Investigators were so puzzled by the crash of Flight 990 that they began sifting through the reports of the most freakish accidents. One that caught their attention was the wreck of a nearly new 737 operated by SilkAir, an affiliate of Singapore Airlines, in December 1997. All 104 people aboard perished when the SilkAir jet suddenly dived into a swampy river in Indonesia. At first investigators suspected a malfunction. But last August, an Indonesian government report reached a startlingly different conclusion: a possible suicide by the pilot. A former military-aviation instructor with a history of disciplinary problems, gambling and bad investments, the SilkAir pilot had taken out a large life-insurance policy approved the day before the crash. On one occasion, he had been disciplined for allegedly disconnecting his plane’s voice recorder.

There is no evidence, of course, that Flight 990 was doomed by a suicidal pilot. The black boxes, if recovered from the ocean this week, will, it is hoped, give some indication of what the pilots were saying and doing in their final moments.
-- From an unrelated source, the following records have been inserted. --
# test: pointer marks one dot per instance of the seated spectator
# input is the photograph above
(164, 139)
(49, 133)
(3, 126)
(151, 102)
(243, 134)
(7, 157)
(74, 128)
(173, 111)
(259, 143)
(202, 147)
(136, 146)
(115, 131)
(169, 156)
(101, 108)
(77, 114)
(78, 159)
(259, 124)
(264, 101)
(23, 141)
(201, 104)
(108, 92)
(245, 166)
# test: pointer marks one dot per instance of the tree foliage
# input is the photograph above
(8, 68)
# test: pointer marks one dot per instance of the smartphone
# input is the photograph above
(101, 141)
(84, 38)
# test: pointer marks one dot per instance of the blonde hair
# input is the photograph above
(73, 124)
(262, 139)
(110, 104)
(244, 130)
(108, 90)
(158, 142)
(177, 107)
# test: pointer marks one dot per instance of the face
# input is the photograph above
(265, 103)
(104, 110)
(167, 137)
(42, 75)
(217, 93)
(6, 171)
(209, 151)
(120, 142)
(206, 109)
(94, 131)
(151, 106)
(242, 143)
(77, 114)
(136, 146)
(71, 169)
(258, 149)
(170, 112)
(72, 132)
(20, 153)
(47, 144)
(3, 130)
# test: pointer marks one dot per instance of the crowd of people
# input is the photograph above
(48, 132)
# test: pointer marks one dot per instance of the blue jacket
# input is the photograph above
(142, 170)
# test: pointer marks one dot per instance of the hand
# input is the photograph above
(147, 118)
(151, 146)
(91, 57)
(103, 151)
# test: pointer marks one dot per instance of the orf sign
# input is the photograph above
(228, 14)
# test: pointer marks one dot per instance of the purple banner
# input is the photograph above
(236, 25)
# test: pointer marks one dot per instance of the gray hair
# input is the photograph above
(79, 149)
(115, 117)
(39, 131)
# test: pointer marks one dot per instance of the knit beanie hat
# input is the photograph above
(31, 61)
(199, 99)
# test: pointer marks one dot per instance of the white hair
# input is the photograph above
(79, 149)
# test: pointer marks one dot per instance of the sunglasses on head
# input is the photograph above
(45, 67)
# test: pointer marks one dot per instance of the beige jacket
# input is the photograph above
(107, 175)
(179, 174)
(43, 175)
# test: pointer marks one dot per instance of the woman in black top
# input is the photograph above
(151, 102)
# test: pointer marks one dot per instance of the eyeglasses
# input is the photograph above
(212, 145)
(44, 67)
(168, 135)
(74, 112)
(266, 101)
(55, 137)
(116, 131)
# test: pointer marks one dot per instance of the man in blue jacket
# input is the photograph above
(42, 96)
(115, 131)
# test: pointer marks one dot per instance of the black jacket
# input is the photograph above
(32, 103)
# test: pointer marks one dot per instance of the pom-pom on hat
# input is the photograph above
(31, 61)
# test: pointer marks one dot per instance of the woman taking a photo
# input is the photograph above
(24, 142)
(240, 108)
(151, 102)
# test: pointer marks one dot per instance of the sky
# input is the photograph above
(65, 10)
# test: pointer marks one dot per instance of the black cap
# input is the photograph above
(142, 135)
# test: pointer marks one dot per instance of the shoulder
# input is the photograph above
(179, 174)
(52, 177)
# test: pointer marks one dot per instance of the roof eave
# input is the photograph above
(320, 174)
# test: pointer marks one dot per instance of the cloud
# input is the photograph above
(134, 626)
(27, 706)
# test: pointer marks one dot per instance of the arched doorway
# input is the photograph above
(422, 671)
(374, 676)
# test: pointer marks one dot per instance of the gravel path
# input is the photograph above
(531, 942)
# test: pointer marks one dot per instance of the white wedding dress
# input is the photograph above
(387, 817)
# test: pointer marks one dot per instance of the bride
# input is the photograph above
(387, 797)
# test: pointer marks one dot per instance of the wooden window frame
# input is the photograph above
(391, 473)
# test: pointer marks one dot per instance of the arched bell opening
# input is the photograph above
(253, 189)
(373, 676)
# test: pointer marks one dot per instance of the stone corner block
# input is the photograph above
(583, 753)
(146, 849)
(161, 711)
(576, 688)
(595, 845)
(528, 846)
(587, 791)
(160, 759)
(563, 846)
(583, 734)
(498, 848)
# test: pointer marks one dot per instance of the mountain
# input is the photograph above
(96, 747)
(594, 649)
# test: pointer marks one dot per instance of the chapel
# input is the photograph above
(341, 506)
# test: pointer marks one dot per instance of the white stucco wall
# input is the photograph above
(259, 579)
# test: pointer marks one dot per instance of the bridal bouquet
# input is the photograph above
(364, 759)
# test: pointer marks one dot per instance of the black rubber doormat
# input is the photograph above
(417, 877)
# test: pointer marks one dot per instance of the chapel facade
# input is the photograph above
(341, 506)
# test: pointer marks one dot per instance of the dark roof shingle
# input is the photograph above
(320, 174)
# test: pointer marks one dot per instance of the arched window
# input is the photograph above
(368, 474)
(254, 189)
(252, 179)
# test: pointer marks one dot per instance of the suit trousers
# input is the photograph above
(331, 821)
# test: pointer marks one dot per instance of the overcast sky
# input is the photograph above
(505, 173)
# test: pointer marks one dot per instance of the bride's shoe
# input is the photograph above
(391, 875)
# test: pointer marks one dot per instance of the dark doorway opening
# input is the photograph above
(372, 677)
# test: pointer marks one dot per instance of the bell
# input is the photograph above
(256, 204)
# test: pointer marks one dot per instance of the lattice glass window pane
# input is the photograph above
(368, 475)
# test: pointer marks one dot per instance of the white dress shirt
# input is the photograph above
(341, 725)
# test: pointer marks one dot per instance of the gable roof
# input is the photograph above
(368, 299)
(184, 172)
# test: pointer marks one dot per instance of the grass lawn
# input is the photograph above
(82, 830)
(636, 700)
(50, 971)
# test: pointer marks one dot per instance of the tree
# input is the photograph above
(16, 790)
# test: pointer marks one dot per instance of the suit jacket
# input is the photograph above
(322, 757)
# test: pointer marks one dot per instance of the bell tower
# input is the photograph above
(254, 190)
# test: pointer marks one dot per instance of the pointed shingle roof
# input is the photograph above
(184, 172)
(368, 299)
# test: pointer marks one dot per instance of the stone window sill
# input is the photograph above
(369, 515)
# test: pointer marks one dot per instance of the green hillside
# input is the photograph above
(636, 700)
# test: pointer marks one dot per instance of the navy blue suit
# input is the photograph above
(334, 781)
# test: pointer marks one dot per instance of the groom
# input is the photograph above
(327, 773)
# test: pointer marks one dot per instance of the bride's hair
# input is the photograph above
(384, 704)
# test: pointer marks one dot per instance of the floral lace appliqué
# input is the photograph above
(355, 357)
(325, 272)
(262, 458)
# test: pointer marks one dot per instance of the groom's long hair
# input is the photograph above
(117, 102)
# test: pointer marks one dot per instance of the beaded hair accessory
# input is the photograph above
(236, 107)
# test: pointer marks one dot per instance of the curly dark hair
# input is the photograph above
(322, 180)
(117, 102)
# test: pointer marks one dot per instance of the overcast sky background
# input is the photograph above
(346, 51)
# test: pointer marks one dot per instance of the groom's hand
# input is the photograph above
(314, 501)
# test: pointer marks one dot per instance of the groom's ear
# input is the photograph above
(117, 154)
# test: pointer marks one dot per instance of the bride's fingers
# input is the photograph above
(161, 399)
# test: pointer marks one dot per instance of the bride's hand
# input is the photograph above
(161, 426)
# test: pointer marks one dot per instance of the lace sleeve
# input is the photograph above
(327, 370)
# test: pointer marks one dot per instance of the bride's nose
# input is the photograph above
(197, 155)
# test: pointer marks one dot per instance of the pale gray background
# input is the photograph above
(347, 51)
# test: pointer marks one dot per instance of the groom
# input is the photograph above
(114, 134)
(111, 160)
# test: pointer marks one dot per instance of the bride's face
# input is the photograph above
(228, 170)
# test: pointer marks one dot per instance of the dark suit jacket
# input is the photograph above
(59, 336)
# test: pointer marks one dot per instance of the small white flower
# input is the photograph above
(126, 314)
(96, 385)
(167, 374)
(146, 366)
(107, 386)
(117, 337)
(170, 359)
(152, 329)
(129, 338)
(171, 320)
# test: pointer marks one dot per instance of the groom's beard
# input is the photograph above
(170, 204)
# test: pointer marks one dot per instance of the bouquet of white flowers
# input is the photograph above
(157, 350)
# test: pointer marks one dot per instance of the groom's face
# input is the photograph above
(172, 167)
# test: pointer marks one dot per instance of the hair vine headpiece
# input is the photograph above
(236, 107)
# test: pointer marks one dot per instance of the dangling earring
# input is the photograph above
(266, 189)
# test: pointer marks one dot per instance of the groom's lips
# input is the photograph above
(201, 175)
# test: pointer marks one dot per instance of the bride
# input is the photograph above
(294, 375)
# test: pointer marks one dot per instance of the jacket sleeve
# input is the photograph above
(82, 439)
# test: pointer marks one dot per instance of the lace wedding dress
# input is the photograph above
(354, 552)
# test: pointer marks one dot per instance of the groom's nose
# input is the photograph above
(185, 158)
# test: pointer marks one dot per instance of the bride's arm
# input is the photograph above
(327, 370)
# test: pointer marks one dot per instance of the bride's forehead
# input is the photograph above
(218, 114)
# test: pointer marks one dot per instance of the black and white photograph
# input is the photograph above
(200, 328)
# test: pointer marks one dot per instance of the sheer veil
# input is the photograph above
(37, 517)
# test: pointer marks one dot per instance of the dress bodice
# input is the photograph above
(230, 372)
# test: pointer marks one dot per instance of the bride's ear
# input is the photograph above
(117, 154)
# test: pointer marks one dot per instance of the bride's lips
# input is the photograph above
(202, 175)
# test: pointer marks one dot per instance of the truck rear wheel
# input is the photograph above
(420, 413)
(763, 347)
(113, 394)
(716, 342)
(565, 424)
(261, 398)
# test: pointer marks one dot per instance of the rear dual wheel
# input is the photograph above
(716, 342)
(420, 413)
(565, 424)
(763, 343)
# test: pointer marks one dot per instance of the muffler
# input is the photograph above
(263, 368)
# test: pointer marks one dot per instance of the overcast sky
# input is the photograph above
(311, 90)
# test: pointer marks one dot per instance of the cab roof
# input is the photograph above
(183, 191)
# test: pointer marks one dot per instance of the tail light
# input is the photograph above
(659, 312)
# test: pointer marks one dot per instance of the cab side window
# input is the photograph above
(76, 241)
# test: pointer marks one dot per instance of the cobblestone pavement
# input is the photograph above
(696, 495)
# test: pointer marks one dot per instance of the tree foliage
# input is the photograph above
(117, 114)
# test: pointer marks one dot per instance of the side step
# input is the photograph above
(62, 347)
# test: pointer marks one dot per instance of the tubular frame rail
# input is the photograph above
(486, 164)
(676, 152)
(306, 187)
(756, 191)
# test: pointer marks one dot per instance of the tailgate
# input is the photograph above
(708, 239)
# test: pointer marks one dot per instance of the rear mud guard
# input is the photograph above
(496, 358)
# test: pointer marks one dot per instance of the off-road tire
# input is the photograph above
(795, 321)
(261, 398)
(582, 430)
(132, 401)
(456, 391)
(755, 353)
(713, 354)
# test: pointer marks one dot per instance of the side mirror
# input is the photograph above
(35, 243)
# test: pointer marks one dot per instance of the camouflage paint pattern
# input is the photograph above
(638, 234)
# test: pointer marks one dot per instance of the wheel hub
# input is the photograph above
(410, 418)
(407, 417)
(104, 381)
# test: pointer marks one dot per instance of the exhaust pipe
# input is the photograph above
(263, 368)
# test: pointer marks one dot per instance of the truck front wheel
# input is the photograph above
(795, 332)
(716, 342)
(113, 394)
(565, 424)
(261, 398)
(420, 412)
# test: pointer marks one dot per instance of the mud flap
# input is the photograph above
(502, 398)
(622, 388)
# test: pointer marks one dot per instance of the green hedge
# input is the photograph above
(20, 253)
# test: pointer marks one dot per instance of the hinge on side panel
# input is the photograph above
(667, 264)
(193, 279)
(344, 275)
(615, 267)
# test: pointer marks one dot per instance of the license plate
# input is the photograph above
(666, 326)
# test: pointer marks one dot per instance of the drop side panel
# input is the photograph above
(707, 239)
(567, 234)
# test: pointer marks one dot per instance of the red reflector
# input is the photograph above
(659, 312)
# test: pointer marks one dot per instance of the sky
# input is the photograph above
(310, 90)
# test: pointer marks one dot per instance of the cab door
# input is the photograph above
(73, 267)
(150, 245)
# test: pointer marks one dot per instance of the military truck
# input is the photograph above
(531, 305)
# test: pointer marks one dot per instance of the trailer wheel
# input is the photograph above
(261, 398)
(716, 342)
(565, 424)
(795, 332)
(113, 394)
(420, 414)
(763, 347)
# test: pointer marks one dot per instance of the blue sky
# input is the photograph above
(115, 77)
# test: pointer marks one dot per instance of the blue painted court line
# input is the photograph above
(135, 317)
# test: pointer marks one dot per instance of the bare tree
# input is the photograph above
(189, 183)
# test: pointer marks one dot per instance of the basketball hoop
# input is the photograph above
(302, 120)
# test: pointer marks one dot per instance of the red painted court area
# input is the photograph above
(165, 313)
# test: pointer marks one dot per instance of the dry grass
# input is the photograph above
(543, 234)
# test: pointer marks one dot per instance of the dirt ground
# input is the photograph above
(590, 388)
But it will take months for investigators to pore over EgyptAir’s maintenance and safety records and to try to recover the plane’s wreckage. The investigation will be inevitably slowed by feuding lawyers and turf wars between government bureaucrats. Tense relationships between the airline, the manufacturer, government investigators and the families of victims have bedeviled the search for answers after past crashes. The whole truth may not emerge until responsibility is litigated in a court of law. Or it may have vanished into the dark sea with the passengers and crew of Flight 990.